There's a bitcoin escrow service called ClearCoin that includes the option of sending escrowed funds to one of their listed nonprofits, rather than back to the payer, if the escrow expires. I asked the site owner to include the SI donation address as an option and have been using it since.
Unfortunately for SI, everyone I've dealt with has been honest so far! I'll have to actually donate on purpose instead of incidentally, it seems.
I accept Bitcoin donations too. My address is:
Also, are there any jobs I can perform for Users here in exchange for Bitcoin? (Does that topic deserve its own thread?) Since User:Kevin has promised to accept Bitcoins as payments on our deal, this makes it tremendously easier for me to pay User:Kevin.
I hope SI/MIRI has been holding on to those donated bitcoins!

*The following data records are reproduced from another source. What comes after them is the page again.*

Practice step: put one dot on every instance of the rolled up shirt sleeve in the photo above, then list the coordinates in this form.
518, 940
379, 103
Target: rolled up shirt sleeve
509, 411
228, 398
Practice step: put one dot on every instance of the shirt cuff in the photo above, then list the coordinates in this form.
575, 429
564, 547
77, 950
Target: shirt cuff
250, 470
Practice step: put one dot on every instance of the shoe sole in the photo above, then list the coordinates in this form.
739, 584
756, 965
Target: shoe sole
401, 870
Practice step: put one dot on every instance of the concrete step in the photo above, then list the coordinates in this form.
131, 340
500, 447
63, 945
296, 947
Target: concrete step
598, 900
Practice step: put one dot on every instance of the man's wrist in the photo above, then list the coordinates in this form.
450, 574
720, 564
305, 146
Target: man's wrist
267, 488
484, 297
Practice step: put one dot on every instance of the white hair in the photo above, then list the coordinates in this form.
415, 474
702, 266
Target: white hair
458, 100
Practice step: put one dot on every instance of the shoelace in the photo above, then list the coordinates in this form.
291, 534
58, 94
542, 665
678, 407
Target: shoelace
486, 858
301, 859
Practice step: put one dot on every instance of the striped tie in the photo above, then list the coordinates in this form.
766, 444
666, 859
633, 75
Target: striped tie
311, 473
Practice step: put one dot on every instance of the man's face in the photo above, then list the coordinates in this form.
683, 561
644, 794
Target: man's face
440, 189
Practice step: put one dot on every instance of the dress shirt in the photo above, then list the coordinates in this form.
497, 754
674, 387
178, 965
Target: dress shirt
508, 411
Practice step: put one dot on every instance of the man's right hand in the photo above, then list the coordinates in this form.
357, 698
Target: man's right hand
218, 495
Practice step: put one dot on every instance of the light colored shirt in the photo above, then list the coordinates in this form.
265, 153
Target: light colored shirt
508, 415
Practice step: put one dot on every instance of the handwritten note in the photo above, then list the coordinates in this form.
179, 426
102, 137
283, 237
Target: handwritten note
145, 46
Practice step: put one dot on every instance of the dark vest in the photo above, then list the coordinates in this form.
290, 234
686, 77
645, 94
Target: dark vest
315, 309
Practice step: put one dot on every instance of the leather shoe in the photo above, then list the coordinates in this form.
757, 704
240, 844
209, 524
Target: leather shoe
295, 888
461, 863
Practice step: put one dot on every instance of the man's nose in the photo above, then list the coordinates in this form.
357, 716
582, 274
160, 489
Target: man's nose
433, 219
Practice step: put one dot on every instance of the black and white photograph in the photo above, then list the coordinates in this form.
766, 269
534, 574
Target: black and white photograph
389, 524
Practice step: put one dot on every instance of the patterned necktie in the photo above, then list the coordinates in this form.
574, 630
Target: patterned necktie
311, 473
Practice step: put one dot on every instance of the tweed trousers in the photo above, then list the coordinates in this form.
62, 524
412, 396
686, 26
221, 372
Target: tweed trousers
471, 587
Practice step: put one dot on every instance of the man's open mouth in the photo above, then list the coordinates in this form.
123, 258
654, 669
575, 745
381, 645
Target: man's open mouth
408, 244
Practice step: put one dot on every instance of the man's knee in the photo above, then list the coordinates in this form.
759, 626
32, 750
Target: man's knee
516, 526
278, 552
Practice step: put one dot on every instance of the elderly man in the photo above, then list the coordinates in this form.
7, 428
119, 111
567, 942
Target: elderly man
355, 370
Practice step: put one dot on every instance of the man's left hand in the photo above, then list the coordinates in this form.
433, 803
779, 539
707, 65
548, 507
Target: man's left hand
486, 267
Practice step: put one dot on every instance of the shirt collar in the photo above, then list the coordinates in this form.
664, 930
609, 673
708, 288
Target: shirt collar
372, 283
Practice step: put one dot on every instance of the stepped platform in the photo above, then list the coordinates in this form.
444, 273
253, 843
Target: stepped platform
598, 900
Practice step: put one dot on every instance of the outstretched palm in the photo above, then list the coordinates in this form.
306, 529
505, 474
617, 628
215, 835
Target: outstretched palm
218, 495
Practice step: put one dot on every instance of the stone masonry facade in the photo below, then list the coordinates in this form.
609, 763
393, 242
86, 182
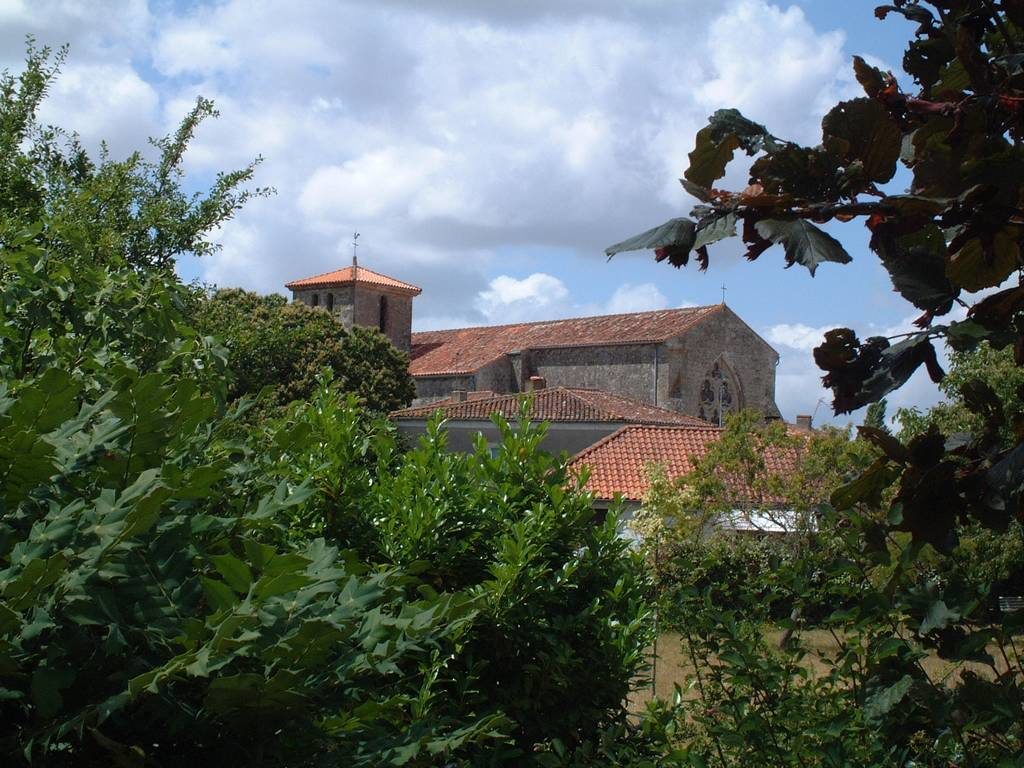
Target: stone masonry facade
366, 305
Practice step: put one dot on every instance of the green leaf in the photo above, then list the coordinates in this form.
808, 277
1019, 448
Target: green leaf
726, 131
718, 227
938, 617
870, 78
220, 596
710, 157
46, 686
235, 571
881, 704
916, 264
804, 243
268, 587
974, 267
675, 232
866, 133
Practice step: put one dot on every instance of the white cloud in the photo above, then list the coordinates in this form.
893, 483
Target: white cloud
797, 335
798, 382
453, 135
510, 300
629, 298
384, 181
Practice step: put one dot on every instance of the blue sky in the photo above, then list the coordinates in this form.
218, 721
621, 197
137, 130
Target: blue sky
486, 151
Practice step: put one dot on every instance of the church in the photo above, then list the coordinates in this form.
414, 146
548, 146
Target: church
699, 361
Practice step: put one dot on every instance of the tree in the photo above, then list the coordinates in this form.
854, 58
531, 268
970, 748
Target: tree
135, 208
286, 346
953, 240
956, 232
159, 606
996, 370
876, 415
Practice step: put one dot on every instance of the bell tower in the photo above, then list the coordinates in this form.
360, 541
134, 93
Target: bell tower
357, 296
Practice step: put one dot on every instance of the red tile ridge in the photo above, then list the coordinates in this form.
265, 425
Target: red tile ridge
709, 309
350, 274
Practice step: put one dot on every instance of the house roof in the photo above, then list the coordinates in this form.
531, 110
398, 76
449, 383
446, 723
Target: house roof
554, 404
351, 274
465, 350
619, 463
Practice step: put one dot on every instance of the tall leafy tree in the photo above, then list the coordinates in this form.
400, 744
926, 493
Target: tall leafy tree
956, 232
135, 208
907, 522
179, 588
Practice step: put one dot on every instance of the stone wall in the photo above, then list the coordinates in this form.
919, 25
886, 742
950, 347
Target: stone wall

This makes me happy. Now, here's a question that is probably answered in the technical paper, but I don't have time to read it:
"New coins are generated by a network node each time it finds the solution to a certain calculational problem." What is this calculational problem? Could it easily serve some sinister purpose?
I got 0.05 BTC from the Bitcoin Faucet. It looks like there's nothing meaningful I can do with 0.05 BTC, and I'm not certain I'll ever have more, so I'm donating it to SIAI instead of back to the Faucet.
I'm really just posting this so that the 0.05 BTC donation doesn't come off as the signalling equivalent of a 10-cent tip. If I do make more BTC, I'll donate at least some of that as well. (Actually, donating all of it sounds like a good way to avoid annoying tax questions, so I'm considering that.)
Marc Bevand has written an interesting article which describes how bitcoin works, and how the computing power applied to it has been doubling every 27 days. It is also apparently being used for illegal trading already.